Glossary Late Fee
Payments

Late Fee

An additional charge applied when payment is not received by the due date specified on the invoice.

What is a late fee?

A late fee is a penalty charge added to an invoice when a client doesn't pay by the due date. It's designed to encourage on-time payment and compensate you for the hassle and cash flow impact of chasing overdue invoices.

Late fees can be a flat amount (e.g., $25) or a percentage of the invoice total (e.g., 1.5% per month).

How to set late fees

Common approaches include:

  • Flat fee — A fixed dollar amount like $15, $25, or $50 regardless of invoice size
  • Percentage — A percentage of the unpaid balance, often 1-2% per month
  • Daily rate — A small daily charge that accumulates until payment is received
  • Tiered — Increasing fees the longer payment is delayed (e.g., $25 at 30 days, $50 at 60 days)

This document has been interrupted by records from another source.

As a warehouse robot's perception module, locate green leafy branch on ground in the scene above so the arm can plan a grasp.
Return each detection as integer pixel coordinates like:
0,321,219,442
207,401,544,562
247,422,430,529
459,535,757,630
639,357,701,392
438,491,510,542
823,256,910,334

Making late fees enforceable

For late fees to hold up, they need to be disclosed upfront. Include your late fee policy clearly on every invoice and ideally in your contract or service agreement. Something like "A late fee of 1.5% per month will be applied to balances over 30 days past due" makes expectations clear. Without prior disclosure, collecting late fees becomes difficult.

Should you charge late fees?

Late fees work best as a deterrent—most clients will pay on time to avoid them. Whether you actually enforce them depends on the relationship. For chronic late payers or new clients, applying the fee sends a clear message. For long-term clients who occasionally slip, you might waive it as a goodwill gesture. The key is having the policy in place so you have the option.